Ablauf der Behandlung
Die Therapie einer Colitis ulcerosa erfolgt zunächst medikamentös. Stellt sich der gewünschte Erfolg nicht ein, können die operative Entfernung des gesamten Dickdarmes und die Bildung eines „Ersatzreservoirs“ (Proktokolektomie mit ileoanaler Pouchanlage) zur Heilung der Krankheit beitragen.
Medikamentöse Therapie
Eine Colitis ulcerosa wird heute überwiegend medikamentös behandelt. Bei einem akuten Schub erhält der Betroffene entzündungshemmende Medikamente wie Aminosalizylate, bei einem mittelschweren und schweren Schub kommen Steroide zum Einsatz. Aufgrund ihrer Nebenwirkungen eignen sie sich jedoch nicht für eine Dauertherapie. Daher erhalten Patienten mit chronisch aktiven Krankheitsverläufen oder wenn sie nicht auf Steroide ansprechen andere Medikamente, z.B. Azathioprin oder TNF-alpha-Antagonisten. Bei hochakuten Schüben erfolgen auch Therapieversuche mit Cyclosporin. Entscheidend ist, dass wir in solchen Fällen unsere Beratungen immer im interdisziplinären Team mit Internisten und Chirurgen durchführen und Entscheidungen gemeinsam treffen.
Operative Therapie
Erzielt die medikamentöse Therapie nicht das gewünschte Ergebnis oder treten starke Nebenwirkungen auf, sollte die Colitis ulcerosa chirurgisch behandelt werden. Eine Operation kann darüber hinaus erforderlich sein, wenn Notfallsituationen wie Darmperforationen eintreten, ein erheblich erweiterter Dickdarm (toxisches Megakolon) vorliegt oder die Vorstufe eines bösartigen Tumors oder gar ein bösartiger Tumor entstanden ist.
Das Ziel des chirurgischen Eingriffs ist die komplette Entfernung der erkrankten Dickdarmschleimhaut bei gleichzeitigem Erhalt der Kontinenzfunktion (restaurative Proktokolektomie mit ileoanaler Pouchanlage). Dabei entfernen erfahrene Chirurgen den gesamten Dickdarm und Mastdarm und bilden aus dem unteren Dünndarmabschnitt (Ileum) ein Stuhlreservoir (Pouch), der dann mit dem Anus verbunden wird. Der Pouch übernimmt nach der Operation die Funktion des Mastdarms (Rektum).
Zum Schutz der Operationsnaht legen wir dem Patienten vorübergehend einen künstlichen Darmausgang (Ileostoma) an, den wir nach etwa drei Monaten wieder zurückverlegen.
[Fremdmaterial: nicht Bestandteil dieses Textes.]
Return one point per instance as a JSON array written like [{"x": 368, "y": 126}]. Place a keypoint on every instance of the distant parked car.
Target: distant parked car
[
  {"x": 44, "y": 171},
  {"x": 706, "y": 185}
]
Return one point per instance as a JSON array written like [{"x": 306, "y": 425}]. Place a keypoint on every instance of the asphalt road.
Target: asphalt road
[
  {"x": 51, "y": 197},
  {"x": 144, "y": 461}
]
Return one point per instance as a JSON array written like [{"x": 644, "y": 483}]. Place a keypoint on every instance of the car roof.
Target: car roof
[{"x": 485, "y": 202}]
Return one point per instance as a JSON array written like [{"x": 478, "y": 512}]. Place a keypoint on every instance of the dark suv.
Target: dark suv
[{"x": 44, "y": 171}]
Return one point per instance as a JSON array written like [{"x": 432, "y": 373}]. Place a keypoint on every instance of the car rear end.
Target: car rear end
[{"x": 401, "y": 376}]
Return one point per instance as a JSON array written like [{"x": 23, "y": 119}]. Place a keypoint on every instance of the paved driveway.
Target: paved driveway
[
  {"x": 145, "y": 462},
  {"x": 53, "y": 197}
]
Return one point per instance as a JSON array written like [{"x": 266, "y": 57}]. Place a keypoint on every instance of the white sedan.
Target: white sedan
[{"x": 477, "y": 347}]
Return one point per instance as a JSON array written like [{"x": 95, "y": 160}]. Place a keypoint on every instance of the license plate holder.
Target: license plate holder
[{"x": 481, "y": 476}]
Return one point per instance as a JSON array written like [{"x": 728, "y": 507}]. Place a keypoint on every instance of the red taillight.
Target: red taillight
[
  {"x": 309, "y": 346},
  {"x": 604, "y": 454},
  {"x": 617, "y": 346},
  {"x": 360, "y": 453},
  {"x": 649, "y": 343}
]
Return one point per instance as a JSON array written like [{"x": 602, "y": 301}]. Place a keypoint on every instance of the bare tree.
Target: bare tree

Die Operation lässt sich minimalinvasiv (laparoskopisch) durchführen. Das verursacht in der Regel geringere Schmerzen und die Patienten erholen sich schneller. Die langfristige Lebensqualität nach diesem Eingriff ist gut und in der Regel vergleichbar mit der der Normalbevölkerung.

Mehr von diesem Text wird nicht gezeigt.